CentreForDigitalHumanities / I-analyzer

The great textmining tool that obviates all others

https://ianalyzer.hum.uu.nl

MIT License

7 stars 2 forks source link

Word models: loading for every request inefficient #900

Open BeritJanssen opened 1 year ago

BeritJanssen commented 1 year ago

Currently, for every request, we reload the word models from source files. This may decrease performance - perhaps we want to preload the models when the word_models path is requested for a given corpus for the first time, and then persist the object, so it can be directly queried. Options to do so:

use the current_app context (see this thread)
use a separate service (perhaps even one per corpus) which is only in charge of computing similarities of word models

@jgonggrijp , @JeltevanBoheemen , @oktaal any other ideas or suggestions?

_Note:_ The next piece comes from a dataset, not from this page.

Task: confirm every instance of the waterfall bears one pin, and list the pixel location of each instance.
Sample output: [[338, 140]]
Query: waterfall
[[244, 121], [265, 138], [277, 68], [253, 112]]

jgonggrijp commented 1 year ago

Nope, I think you already covered the options.

oktaal commented 1 year ago

Maybe caching could make this problem less severe but your options are a more structural solution.

lukavdplas commented 1 year ago

As a short term solution, it may also be worth it to go over the code (e.g. #901). The word model views were not developed for models with such a significant loading time, so they are not necessarily efficient.

Anyway, I just wanted to point out that we are planning to convert the backend to django, so perhaps hold off on a solution that is very flask-specific.

lukavdplas commented 11 months ago

1161 would also be an alternative.